Several caveats should be noted regarding the survival analysis. First, the survival modeling was performed only in patients who had died, rather than the entire study population; once the study was closed, collection of survival data ceased. Thus, a survival benefit due to extended therapy may be only seen in a subgroup with more advanced disease – the measured parameters in SAM Table S1 certainly suggest that the patients in the trial population who had died had more advanced disease, although the analysis of g in the two groups in SAM Figure S2 suggests dependence of OS on growth rate was similar whether patients were living or had died. Second, since many patients receiving interferon eventually received other therapies including sunitinib and other VEGF inhibitors, this may have reduced the survival difference between the two arms. In a similar way, the multiple lines of salvage therapy that are now available for renal carcinoma could confound the interpretation of a study aimed at proving the benefit of extending sunitinib therapy in renal cancer.

Finally, we would observe that in mRCC we have entered the era of “targeted therapies” leaving behind IL-2 and IFN-α, without understanding who benefited and why²⁰. Our analysis concurs with a recent review that concluded “genuine, if modest, effectiveness” of IFN-α in mRCC²¹, in that there were a number of patients in the IFN-α cohort with very slow growth rates – although proof that this could be ascribed to IFN-α requires pre-treatment tumor measurements.

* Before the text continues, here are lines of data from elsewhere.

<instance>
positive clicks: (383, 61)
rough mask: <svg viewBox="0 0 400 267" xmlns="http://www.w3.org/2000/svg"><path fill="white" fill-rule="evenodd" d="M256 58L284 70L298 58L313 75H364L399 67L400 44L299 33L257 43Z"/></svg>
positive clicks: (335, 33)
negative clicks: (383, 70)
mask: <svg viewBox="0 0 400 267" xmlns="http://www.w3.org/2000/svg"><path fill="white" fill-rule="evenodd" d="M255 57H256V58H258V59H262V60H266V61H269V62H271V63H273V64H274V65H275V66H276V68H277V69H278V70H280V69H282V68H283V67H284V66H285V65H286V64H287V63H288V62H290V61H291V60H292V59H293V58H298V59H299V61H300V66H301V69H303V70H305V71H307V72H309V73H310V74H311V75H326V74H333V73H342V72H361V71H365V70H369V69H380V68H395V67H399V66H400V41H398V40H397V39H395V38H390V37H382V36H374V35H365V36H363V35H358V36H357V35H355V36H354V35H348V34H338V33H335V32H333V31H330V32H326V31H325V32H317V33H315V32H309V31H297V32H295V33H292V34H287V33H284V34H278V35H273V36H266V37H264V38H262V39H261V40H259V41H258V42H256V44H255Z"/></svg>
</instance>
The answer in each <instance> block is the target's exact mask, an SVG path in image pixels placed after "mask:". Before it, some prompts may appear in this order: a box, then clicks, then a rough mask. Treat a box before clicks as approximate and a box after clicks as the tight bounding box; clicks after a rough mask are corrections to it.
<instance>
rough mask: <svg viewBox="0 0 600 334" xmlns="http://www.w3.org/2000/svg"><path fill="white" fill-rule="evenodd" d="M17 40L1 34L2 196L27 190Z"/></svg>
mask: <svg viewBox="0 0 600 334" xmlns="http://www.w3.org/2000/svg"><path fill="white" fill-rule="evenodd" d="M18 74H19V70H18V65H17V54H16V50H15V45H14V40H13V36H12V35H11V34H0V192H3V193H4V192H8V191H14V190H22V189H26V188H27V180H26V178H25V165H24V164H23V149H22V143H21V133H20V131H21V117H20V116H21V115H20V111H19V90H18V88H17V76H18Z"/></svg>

In summary we demonstrate that a tumor’s growth rate constant can be reliably calculated from clinical data gathered during a randomized phase III trial and that this value can reliably predict the FDA gold standard, OS. We confirm the efficacy of sunitinib versus IFN-α and compare it to other agents used in mRCC. A similar analysis of data from other trials could reliably compare all existing therapies for mRCC. As regards individual patients, we show that very early in treatment, long before disease progression is scored, indeed before tumor growth is observed, one can determine a growth rate constant. This knowledge enables a reliable estimate of the predicted OS, which could be used in clinical trial designs to continue therapy past the arbitrary 20% progression in those with very slow g values. These results validate our previous analyses of the growth rate constant in renal and prostate cancer and will hopefully stimulate additional investigations of this novel clinical trial endpoint.

Translational Relevance.

Sunitinib was the first agent in metastatic renal cell cancer to show major clinical responses in a significant subset of patients; the randomized trial against interferon made it the first-line choice. However, survival analysis was complicated by the use of sunitinib and similar agents after disease progression. The growth rate constant, g, is a clinical trial endpoint that could have aided development of sunitinib by documenting reduced tumor growth rate early in the clinical trial. Results of the analysis of g are highly suggestive that reduced g can be equated with clinical benefit. A hypothesis-generating model incorporating g also suggests that continuing therapy after conventional measures of progression in a patient with marked reduction in g could increase survival. These analyses suggest that calculation of g can aid in both drug development and individual patient management.